Dalam peninjauan itu, Menteri Dody menyebut progres pembangunan secara umum berjalan baik. Berdasarkan data per 14 Mei 2026, realisasi fisik pembangunan telah mencapai 40,06 persen dengan dukungan 1.167 tenaga kerja yang bekerja di lapangan.
“Tidak ada masalah, kemarin memang ada sedikit masalah terkait beton, tapi sudah disupport dari berbagai pihak. Sekolah Rakyat ini merupakan program prioritas pemerintah, dan karena saat ini sudah masuk masa kritis, maka Kementerian PU menjadikan ini kerja gotong royong dari semua pihak,” kata Dody, di Jakarta, Jumat (15/5/2026).
Ia menjelaskan percepatan pembangunan tidak hanya melibatkan Direktorat Jenderal Prasarana Strategis, tetapi juga seluruh unit organisasi di lingkungan Kementerian PU serta dukungan lintas instansi.
“Dari BUMN saya minta tolong, dari TNI kita juga minta tolong. Jadi kami kerjakan bersama-sama agar pembangunan Sekolah Rakyat Tahap II ini benar-benar bisa selesai Juni, dan adik-adik bisa masuk sekolah baru pada tahun ajaran baru di Juli,” ujarnya.
Menurut Dody, salah satu kendala yang sempat muncul dalam proses pembangunan berkaitan dengan status lahan yang sebagian masih dimiliki masyarakat.
Kondisi itu sempat memengaruhi proses desain dan pelaksanaan konstruksi. Namun, persoalan tersebut kini telah diselesaikan sehingga pembangunan dapat berjalan lebih optimal.
“Masalah lahannya sekarang sudah beres semua. Saat ini semuanya sudah sinergis dan ini kinerja bersama Kementerian PU,” tambahnya.
Pembangunan Sekolah Rakyat Wonosobo dilaksanakan menggunakan APBN Tahun Anggaran 2025–2026 dengan nilai kontrak sebesar Rp229,05 miliar.
Kawasan pendidikan terpadu tersebut dibangun di atas lahan seluas 5,038 hektare dengan total luas bangunan mencapai 27.474 meter persegi.
Sekolah Rakyat Wonosobo dirancang sebagai kawasan pendidikan terpadu untuk jenjang SD, SMP, hingga SMA.

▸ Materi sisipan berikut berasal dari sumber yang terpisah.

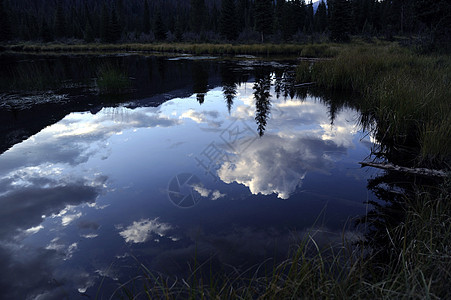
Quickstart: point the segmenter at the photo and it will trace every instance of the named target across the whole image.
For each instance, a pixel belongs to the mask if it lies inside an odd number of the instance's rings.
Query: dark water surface
[[[102,63],[127,72],[127,94],[98,95]],[[374,198],[357,164],[372,144],[348,99],[294,86],[292,63],[2,64],[3,78],[46,69],[65,86],[19,95],[19,78],[1,96],[0,298],[94,298],[102,280],[107,296],[138,262],[186,277],[194,258],[214,270],[283,259],[312,228],[320,245],[359,235],[343,228]]]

Fasilitas yang dibangun meliputi asrama siswa, rumah susun guru, masjid, gedung serbaguna, hingga sarana olahraga.
Kementerian PU juga menerapkan sejumlah strategi percepatan pekerjaan agar target penyelesaian secara nasional dapat tercapai.
Langkah yang dilakukan antara lain penambahan alat berat, peningkatan jumlah tenaga kerja, penerapan sistem kerja tiga shift, hingga penyesuaian metode konstruksi.
“Presiden Prabowo berpesan supaya selesai on time, on schedule, kualitasnya diperhatikan dan dikerjakan secara efektif dan efisien. Pokoknya semua Sekolah Rakyat kita upayakan bisa selesai, Insya Allah Juni 2026,” tandas Dody.